インセプションクリストファー・ノーラン(監督)

 上映時間などをしっかりネットでチェックしたうえで劇場へ赴いた。夏なので暑いのは当然だが、やたらと信号にひっかかり踏切のある地点では、不条理な渋滞にやられてしまい、移動時間は40分もあればすむところ、60分も必要とした。それでも時間ぎりぎりに到着し、春日井コロナの階段をかけのぼって受付で
インセプションを一枚」と言った。すると店員さんは、
「18時開演の『吹き替え』でよろしいですね」ときた。
「え? ふ、『吹き替え』ですか」と自分。
「字幕は、21時になります」と続けて店員さん。
 自分はおおいに動転した。まさか『インセプション』に吹き替え版があるなんて! 
 それでふと右上を見ると『トリストーリー3』のポスターが見えた。あっ、もしかしたら時間に追われ急ぎ、息喘したせいで、「インセプション」と発音するころを、潜在的な記憶から、うっかり『トイストーリー3』と言ったのかもしれないな、と。(ネットで予告を見たような見ないような)しかし、そんな強力ないい間違いはこれまでしたことがない。もしあるとしたらこれは夢だよ。うん、そうにちがいない。じゃあ、まあそれならそれで仕方ない。そうおもって『インセプション』と発音すると『トイストーリー3』になってしまう券を購入して、急いで館内の椅子へと腰掛けた。すると、とても映画館とは思われない暑さに包まれる。密閉感と吹き替え版。吹き替え版と汗まみれで見る。こう言ってよければ汗まみれで不完全を見る。
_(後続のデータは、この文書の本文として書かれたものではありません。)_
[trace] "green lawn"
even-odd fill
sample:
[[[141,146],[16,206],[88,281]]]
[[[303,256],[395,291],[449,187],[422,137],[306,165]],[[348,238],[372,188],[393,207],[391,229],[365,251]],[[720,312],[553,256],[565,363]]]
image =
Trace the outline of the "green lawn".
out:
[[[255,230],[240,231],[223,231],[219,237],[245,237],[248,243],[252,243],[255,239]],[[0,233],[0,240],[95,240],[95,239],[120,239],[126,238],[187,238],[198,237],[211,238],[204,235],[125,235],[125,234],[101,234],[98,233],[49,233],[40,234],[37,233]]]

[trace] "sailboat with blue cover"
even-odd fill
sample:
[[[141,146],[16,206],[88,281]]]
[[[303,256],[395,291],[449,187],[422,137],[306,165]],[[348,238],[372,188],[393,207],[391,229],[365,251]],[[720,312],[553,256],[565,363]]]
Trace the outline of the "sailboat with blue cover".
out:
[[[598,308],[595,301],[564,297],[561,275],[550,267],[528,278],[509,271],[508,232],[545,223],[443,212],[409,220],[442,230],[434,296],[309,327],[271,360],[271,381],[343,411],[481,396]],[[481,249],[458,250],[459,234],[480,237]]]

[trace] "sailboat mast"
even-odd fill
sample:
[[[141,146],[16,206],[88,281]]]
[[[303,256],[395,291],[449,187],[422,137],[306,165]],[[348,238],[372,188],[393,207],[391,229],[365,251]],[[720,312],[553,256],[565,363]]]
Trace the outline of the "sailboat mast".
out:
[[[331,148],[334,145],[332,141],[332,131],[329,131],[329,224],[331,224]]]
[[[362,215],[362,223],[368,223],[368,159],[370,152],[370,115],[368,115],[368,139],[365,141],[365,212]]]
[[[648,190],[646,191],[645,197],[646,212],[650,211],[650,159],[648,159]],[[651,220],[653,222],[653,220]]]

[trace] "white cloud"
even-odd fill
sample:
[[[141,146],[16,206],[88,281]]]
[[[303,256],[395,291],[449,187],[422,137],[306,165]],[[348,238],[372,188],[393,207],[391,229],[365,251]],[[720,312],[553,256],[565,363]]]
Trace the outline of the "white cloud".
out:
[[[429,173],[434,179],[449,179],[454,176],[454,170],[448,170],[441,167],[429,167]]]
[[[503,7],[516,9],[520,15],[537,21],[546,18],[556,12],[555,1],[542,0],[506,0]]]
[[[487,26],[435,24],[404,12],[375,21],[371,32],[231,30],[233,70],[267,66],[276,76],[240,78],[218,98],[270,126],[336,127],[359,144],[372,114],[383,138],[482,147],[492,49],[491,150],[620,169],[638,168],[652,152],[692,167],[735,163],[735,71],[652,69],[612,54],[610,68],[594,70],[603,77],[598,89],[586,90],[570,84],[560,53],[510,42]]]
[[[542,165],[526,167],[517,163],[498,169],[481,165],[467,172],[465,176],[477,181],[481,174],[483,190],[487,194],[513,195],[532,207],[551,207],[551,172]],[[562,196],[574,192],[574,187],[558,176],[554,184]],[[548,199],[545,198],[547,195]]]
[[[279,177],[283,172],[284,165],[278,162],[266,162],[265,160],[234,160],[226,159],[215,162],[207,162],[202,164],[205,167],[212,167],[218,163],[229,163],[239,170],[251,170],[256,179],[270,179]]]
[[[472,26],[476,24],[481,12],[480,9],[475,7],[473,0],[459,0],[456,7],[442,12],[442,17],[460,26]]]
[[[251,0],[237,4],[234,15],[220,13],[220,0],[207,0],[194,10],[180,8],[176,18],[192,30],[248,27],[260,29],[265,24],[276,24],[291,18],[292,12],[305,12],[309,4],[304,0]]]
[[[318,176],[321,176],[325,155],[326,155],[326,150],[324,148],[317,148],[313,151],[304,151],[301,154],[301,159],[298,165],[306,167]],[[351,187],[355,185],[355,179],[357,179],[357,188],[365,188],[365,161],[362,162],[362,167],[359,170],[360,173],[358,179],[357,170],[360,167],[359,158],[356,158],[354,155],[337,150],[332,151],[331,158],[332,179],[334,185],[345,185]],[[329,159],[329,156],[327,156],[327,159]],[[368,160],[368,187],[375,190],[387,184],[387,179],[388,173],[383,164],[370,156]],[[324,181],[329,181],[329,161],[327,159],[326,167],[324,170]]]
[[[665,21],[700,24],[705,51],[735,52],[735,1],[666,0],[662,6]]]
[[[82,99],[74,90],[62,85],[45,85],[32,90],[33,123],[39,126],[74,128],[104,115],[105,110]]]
 贅沢かもしれないが、自分は『映画鑑賞』イコール、ビックリするくらいの冷房を期待していのだ。すでにクッションとお尻のあたりに熱を感じる。
 が、まあしかし、省エネのためならしょうがないと観念し、黙ってうつむいていた。と、そこで次に気がついたのは、他の観客がいっこう増えないという不思議。自分をいれて5人、6人くらい。まあ、自分としては閑散としていたほうが気楽でいいんだが。それに「吹き替え版」などという商戦をとっているからこんなに客が少ないんだという悪いサンプルとなり、劇場側がこれにこりてやたらと「吹き替え版」を扱うのを手控えるのではないかと、自分を説得したのだった。
 
感想〉
 吹き替え版だったけれどすこぶる満足した。もちろんノーマル版が見たいのは言うまでもない。吹き替えだと渡辺謙の台詞が、まさしく日本語音声でその顔と声において、まったく違和感がないにもかかわらず、よっく見ると口との動きがあっていないという、フラストレーション。
 内容はとても複雑すぎてうまく書けない。いちよう町山智浩の『インセプション』批評でも予習しているし、『ラストタンゴ・イン・パリ』も見ているので、少なくとも2割増しくらいの理解力を自負しながら挑んだのであったが、なかなか手強かった。つまりは目で映像を追いながら、頭の隅で「ああこのシーンは第3層だろうか」など考えてもなお裏切られるという複数的な構造と、音響と、無重力シーンのステキさにほとほとまいった。あと復習としては『惑星ソラリス』を見てみなくちゃいけない。
 それにしても、なんら責任の伴わない非現実的な分からない現実というのは、なぜこんなにワクワクするのだろう?